Senator Barack Obama has referred to the presidential campaign this year as being "post-partisan."
I do not doubt that he wants it to be that way but the statement reveals a naive side that is striking.
A partisan is someone who "takes one side, or strongly supports someone who takes one side." A secondary definition adds the idea of emotional commitment to the word and then concludes that a partisan is "blindly or unreasonably devoted." The word, thus, has various shades of meaning for sure. In the first sense Obama’s comment is ludicrous. In the second it is near ludicrous since his followers are the most partisan of all in the present campaign, or so it seems to me.
Obama’s strongest and most devoted followers know very little about him and what he would do as a national leader since none of us knows. He is the symbol of hope, of a new direction, or a new day. Well and good. But in time he will have to define this and when he does he will look and sound more like a partisan liberal with a softer and kinder side. Is he soon to be the prototypical anti-Bush, presenting "a softer, gentler liberalism" as distinct from Bush’s so-called "compassionate conservatism?"
I had hoped that Senator Obama would not fall into the politics as usual track but it now appears that I engaged in wishful thinking. He responds to Senator Clinton in all the ways politicians generally respond to their rivals in our system of things. She goes negative and then he responds with negative. On and one it goes. This is the nature of things and Obama cannot change it for all the good will in the world.
I love the idea of a "post-partisan" leader but it is simply not going to happen anytime soon. Barack Obama is certainly not the person to make it happen. A person with an ideology about how to govern and lead is inherently partisan, at least in the first sense noted above. I have read both of Obama’s books and find them very appealing in many ways. The problem comes in reading how he finally arrives at decisions and where he chooses to go for his ideology. The second sense of being partisan is to be determined but Obama’s followers seem to be even more partisan, in this sense, than those of Clinton or McCain, at least to this point in the campaign. A lot can and will happen over the next months.
Obama had the very real opportunity to begin a process that would help things immensely. He could still help by not attacking John McCain personally for the North Carolina Republican TV ads that use Dr. Jeremiah Wright’s infamous sound-bytes to scare voters.
McCain seems to have genuinely, and rightly I believe, tried to stop them from airing at all. But Obama knows full well that McCain, still only the presumptive nominee of his party, cannot tell a state party what it can and can’t air as a TV ad. McCain has expressed his disgust at this ad and urged that it not be run. What else can he really do?
A "post-partisan" campaign sounds great on the surface of things but I wouldn’t hold my breath for one second that it will happen in 2008. We can thank a host of both Democrats and Republicans for this reality. In some ways we have always known this in American politics.
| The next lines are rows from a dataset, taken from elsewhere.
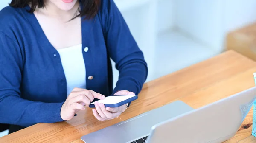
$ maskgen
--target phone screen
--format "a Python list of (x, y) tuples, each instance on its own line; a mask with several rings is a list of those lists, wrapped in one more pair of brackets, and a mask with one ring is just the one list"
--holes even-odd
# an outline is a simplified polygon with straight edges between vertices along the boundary
[[(129, 98), (133, 98), (136, 96), (136, 95), (116, 95), (109, 96), (106, 97), (104, 99), (101, 99), (97, 101), (99, 103), (102, 103), (104, 104), (116, 104), (122, 102)], [(94, 104), (95, 102), (91, 103), (90, 104)]]

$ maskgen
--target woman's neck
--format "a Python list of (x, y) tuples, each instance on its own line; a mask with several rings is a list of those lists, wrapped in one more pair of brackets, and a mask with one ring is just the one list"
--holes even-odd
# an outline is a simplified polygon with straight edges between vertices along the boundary
[(37, 8), (36, 11), (48, 17), (59, 19), (64, 21), (68, 21), (79, 14), (78, 9), (79, 6), (78, 0), (74, 7), (70, 10), (64, 11), (57, 7), (50, 0), (45, 0), (45, 6), (43, 8)]

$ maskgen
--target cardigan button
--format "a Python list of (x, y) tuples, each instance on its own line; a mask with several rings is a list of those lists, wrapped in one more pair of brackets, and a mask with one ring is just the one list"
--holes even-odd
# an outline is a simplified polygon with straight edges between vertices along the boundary
[(92, 76), (90, 76), (88, 77), (88, 79), (89, 80), (92, 80), (93, 79), (93, 77)]
[(88, 52), (88, 50), (89, 50), (89, 48), (88, 48), (88, 47), (86, 47), (84, 48), (84, 52)]

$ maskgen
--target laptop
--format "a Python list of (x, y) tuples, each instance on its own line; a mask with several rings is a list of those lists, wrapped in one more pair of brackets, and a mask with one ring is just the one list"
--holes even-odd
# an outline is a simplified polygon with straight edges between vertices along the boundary
[(81, 139), (86, 143), (221, 143), (235, 135), (256, 95), (254, 87), (196, 109), (177, 101)]

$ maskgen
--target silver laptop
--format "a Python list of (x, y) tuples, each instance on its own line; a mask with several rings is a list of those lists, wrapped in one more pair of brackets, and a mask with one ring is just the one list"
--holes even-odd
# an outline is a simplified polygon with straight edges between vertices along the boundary
[(253, 87), (197, 109), (176, 101), (81, 139), (86, 143), (221, 143), (236, 134), (256, 95)]

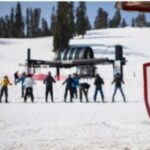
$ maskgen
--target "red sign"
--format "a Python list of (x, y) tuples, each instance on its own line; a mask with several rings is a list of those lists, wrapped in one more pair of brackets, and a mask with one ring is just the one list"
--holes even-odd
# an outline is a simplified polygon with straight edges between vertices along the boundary
[(150, 117), (150, 63), (145, 63), (143, 65), (143, 76), (145, 106)]
[(150, 1), (116, 2), (115, 7), (126, 11), (150, 12)]

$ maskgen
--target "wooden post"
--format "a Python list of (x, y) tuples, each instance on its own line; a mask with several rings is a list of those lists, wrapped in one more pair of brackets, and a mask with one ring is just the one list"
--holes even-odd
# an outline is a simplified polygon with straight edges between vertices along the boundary
[(27, 74), (31, 73), (31, 50), (28, 48), (27, 50)]

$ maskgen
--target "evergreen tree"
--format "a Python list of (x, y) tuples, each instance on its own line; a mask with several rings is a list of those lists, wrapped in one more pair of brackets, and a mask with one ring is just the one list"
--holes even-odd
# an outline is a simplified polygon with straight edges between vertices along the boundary
[(53, 35), (56, 28), (56, 12), (55, 7), (52, 8), (50, 33)]
[(95, 29), (103, 29), (108, 27), (108, 13), (102, 8), (98, 9), (98, 14), (94, 22)]
[(139, 13), (135, 18), (135, 24), (137, 27), (144, 27), (147, 25), (146, 17), (144, 13)]
[(5, 30), (6, 30), (5, 21), (4, 21), (4, 18), (1, 17), (0, 18), (0, 36), (1, 37), (5, 37)]
[(69, 18), (69, 2), (58, 2), (56, 24), (54, 31), (54, 51), (60, 48), (66, 48), (70, 39), (70, 18)]
[(48, 24), (47, 24), (47, 21), (42, 18), (42, 36), (49, 36), (50, 35), (50, 30), (48, 28)]
[(79, 2), (76, 9), (76, 33), (84, 36), (87, 27), (86, 4), (85, 2)]
[(34, 10), (30, 10), (31, 13), (31, 33), (32, 37), (40, 36), (40, 17), (41, 17), (41, 9), (35, 8)]
[(21, 12), (21, 5), (18, 2), (16, 6), (16, 12), (15, 12), (15, 33), (14, 36), (17, 38), (24, 37), (24, 22)]
[(14, 14), (14, 8), (11, 8), (11, 13), (10, 13), (10, 35), (9, 37), (14, 37), (15, 34), (15, 14)]
[(29, 8), (26, 10), (26, 37), (32, 37), (31, 33), (31, 11)]
[(109, 25), (112, 28), (118, 28), (120, 26), (120, 23), (121, 23), (121, 13), (120, 10), (116, 10), (113, 19), (110, 20), (109, 22)]
[(74, 23), (74, 3), (70, 2), (69, 6), (69, 20), (70, 20), (70, 38), (73, 38), (75, 33), (75, 23)]
[(132, 27), (135, 27), (135, 19), (134, 19), (134, 18), (132, 18), (131, 26), (132, 26)]
[(127, 26), (126, 20), (123, 19), (123, 20), (122, 20), (122, 23), (121, 23), (121, 27), (126, 27), (126, 26)]

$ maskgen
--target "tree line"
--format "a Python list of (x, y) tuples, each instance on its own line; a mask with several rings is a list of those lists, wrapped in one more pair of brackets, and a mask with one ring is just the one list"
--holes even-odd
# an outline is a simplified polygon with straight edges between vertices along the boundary
[[(128, 23), (122, 18), (120, 10), (116, 10), (112, 18), (103, 8), (99, 8), (91, 26), (87, 16), (86, 2), (79, 2), (74, 7), (74, 2), (57, 2), (53, 7), (50, 17), (51, 24), (41, 18), (40, 8), (27, 8), (26, 16), (22, 15), (21, 4), (18, 2), (15, 8), (11, 8), (10, 14), (0, 17), (0, 37), (3, 38), (31, 38), (41, 36), (54, 36), (54, 50), (65, 48), (68, 41), (74, 35), (84, 37), (86, 30), (126, 27)], [(133, 27), (150, 26), (144, 13), (139, 13), (132, 18)]]

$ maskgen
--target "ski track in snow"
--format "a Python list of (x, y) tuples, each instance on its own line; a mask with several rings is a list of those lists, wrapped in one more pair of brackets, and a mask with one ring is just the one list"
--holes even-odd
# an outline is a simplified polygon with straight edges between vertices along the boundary
[[(123, 45), (127, 59), (123, 85), (127, 103), (122, 102), (119, 92), (116, 102), (111, 103), (114, 90), (111, 65), (98, 66), (105, 81), (103, 90), (107, 103), (101, 102), (100, 95), (98, 102), (93, 102), (93, 79), (81, 80), (91, 84), (88, 104), (80, 103), (79, 99), (64, 103), (63, 81), (54, 84), (54, 104), (50, 100), (45, 103), (42, 82), (36, 82), (34, 87), (34, 104), (30, 99), (23, 103), (20, 84), (10, 86), (10, 103), (0, 104), (0, 150), (150, 150), (150, 121), (144, 106), (142, 76), (142, 65), (150, 56), (149, 39), (148, 28), (93, 30), (87, 31), (84, 39), (72, 39), (71, 45), (95, 47), (96, 58), (108, 54), (114, 59), (113, 47)], [(0, 39), (0, 77), (8, 74), (13, 82), (13, 73), (25, 70), (18, 64), (25, 62), (28, 48), (31, 48), (31, 58), (52, 60), (52, 45), (52, 37)], [(105, 50), (107, 54), (103, 55)], [(47, 73), (48, 70), (39, 72)], [(55, 69), (50, 70), (54, 75)], [(74, 71), (74, 68), (62, 69), (61, 73), (67, 76)]]

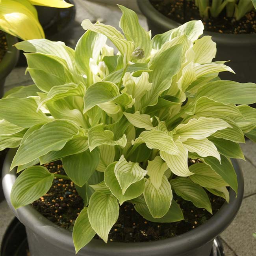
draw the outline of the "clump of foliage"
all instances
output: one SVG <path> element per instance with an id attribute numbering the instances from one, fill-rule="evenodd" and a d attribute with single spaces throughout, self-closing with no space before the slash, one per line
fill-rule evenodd
<path id="1" fill-rule="evenodd" d="M 17 44 L 30 53 L 35 84 L 0 100 L 0 149 L 19 147 L 11 169 L 24 170 L 13 206 L 37 199 L 60 177 L 35 165 L 61 159 L 61 177 L 84 202 L 74 228 L 76 252 L 96 233 L 107 242 L 124 202 L 159 223 L 184 219 L 173 193 L 210 213 L 206 190 L 228 202 L 226 187 L 237 189 L 230 158 L 244 159 L 244 134 L 255 138 L 256 109 L 245 104 L 256 102 L 256 84 L 220 80 L 219 72 L 234 71 L 212 62 L 216 44 L 198 39 L 201 21 L 151 39 L 135 13 L 119 7 L 123 34 L 85 20 L 74 50 L 43 39 Z M 201 162 L 189 167 L 188 158 Z"/>
<path id="2" fill-rule="evenodd" d="M 256 0 L 195 0 L 200 16 L 208 18 L 211 16 L 217 18 L 226 8 L 227 17 L 234 17 L 237 20 L 247 13 L 256 9 Z"/>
It is the nature of our democracy. But it seems to me following Watergate it got worse and then the Gingrich Republicans mastered it against Bill Clinton and the Pelosi/Reid Democrats mastered it against George W. Bush. I fully expect the Obama campaign’s number one point in the campaign, as we draw near to November, to be that John McCain would just be "another Bush in the White House." (His goal will be to show how and why he will not be "another Bush" and his record suggests that he can.) Ironically, Democrats know this is not true since for eight years they have widely praised McCain as the consummate non-Bush-like Republican.
Many of them even like him but they will do everything they can to spend their huge sums of money to try to convince people that he is now just "another Bush." And McCain’s campaign will surely seek to reveal how liberal OBama’s voting record really is, which is fair game given how he has voted. The question is will they play on race and other related fears to attack him as a person? I hope not but the way the system works it will likely happen whether McCain or Obama want it to happen or not.
What I hope for is that serious Christians will seek ways to avoid the bitterness this all injects into the wider culture. At the end of the day our first concern is not America but the kingdom of God. We can be real patriots without becoming blind nationalists on the one side, or radical America-haters on the other. For us the problem begins with how we understand our own loyalties and where our priorities are truly placed.